Monday workshop
Monday, April 15, 2019 - 3:30pm

337 Cohen

How Big Pharma Lost its Moxie, Psychiatry lost Faith in its Bible, and Psychiatry’s Biological Revolution lost its Way

In the early 1980s, American psychiatry declared a biological revolution. The Freudian ideas, that had dominated understanding and treatment since at least World War II, were denounced as unscientific and retrograde. Drugs, brain science and genes were declared the future of mental health care.

Thirty years later, there are clear signs that this so-called revolution is running into the sand. Far from flocking to psychiatry, many pharmaceutical companies have been fleeing it, as the prospects for new and potentially lucrative psychiatric drugs have dimmed. The DSM diagnostic manual on which profession has rested so much of its biological authority has come under sharp attack, not just by cranky outsiders but by informed insiders committed to the mission.

To understand why this has happened, we need to realize that the extraordinarily rapid changes in understandings of mental illness in the 1980s did not happen because new science triumphed over ossified dogmatism. The so-called 1980s biological revolution in psychiatry is instead best understood as an actor’s category.

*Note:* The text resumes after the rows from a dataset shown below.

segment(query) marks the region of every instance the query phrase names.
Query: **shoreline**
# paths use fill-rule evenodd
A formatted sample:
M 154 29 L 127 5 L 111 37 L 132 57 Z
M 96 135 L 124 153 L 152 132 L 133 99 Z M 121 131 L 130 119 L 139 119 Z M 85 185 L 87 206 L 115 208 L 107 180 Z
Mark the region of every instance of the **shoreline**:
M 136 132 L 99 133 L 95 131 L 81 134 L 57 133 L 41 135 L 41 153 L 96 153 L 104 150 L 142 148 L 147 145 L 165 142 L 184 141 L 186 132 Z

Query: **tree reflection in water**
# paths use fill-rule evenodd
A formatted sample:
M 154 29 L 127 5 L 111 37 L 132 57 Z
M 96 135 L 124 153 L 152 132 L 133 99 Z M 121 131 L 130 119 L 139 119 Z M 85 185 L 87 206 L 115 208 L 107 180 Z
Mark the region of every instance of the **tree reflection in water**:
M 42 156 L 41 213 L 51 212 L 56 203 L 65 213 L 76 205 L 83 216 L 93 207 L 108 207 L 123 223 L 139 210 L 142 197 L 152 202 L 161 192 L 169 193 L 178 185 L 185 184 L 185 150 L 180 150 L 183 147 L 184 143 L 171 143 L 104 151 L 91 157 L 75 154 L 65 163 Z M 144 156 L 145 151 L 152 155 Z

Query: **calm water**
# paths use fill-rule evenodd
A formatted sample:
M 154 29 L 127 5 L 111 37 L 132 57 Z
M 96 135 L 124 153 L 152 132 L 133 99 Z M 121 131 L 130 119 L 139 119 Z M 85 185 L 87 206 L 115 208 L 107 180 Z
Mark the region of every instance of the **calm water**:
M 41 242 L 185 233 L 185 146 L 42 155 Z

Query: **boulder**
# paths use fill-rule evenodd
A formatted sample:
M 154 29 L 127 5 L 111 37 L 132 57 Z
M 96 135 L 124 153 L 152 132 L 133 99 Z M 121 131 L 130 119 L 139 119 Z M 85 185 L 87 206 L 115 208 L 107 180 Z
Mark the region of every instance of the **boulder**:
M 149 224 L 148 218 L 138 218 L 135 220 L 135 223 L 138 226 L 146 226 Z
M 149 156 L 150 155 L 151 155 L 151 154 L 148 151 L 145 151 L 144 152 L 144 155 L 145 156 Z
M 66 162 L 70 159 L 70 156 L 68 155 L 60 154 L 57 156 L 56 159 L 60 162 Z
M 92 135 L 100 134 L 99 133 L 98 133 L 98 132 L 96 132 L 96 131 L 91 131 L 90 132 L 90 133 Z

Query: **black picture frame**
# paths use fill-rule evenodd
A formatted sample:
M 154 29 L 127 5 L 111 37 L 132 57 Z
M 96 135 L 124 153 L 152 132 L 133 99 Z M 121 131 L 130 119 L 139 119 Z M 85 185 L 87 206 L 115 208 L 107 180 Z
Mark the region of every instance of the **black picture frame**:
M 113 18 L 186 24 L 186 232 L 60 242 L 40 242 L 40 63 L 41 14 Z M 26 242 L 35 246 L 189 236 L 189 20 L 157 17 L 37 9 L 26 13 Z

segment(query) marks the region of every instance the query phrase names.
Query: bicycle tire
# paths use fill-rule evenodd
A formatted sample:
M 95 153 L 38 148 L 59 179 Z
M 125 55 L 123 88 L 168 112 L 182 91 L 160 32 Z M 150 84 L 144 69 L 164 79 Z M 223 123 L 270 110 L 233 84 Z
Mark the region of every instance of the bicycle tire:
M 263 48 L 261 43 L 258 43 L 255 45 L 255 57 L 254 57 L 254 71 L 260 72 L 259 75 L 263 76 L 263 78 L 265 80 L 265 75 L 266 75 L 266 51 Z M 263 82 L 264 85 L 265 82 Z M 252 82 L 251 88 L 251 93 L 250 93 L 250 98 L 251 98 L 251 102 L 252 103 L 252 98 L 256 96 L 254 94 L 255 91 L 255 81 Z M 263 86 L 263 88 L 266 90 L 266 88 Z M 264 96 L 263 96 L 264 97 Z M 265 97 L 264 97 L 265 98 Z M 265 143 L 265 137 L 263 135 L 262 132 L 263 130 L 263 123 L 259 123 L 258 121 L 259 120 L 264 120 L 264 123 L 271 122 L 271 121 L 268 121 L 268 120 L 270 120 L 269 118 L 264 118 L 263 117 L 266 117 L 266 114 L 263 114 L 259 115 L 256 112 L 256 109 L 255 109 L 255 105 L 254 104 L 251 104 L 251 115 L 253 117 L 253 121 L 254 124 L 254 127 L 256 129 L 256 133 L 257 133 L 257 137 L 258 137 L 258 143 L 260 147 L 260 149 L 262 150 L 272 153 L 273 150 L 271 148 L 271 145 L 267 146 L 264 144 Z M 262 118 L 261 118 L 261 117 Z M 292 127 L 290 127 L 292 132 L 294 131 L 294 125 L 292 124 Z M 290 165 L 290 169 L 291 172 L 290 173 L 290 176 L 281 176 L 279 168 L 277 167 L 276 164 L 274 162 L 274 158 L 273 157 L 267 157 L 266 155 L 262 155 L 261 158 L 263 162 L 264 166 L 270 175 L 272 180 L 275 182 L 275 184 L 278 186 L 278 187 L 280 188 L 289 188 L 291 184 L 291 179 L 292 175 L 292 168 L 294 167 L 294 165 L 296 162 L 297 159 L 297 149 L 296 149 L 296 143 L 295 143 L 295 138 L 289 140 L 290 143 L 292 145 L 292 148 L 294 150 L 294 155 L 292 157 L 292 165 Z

We confuse ourselves if we try invoking it to make analytic sense of developments in this period, simply because the period was not marked by any revolutionary new understandings of the biology of mental illness. If, though, we understand that we are dealing with a vision of psychiatry’s identity and destiny that was summoned rhetorically into existence in the 1980s, then we can start asking questions about why it was summoned, and all the ways in which it became a critically important mindset and belief system under which all sorts of stakeholders carried out—and still carry out—their business. We can also understand why it left behind such an unsatisfactory legacy.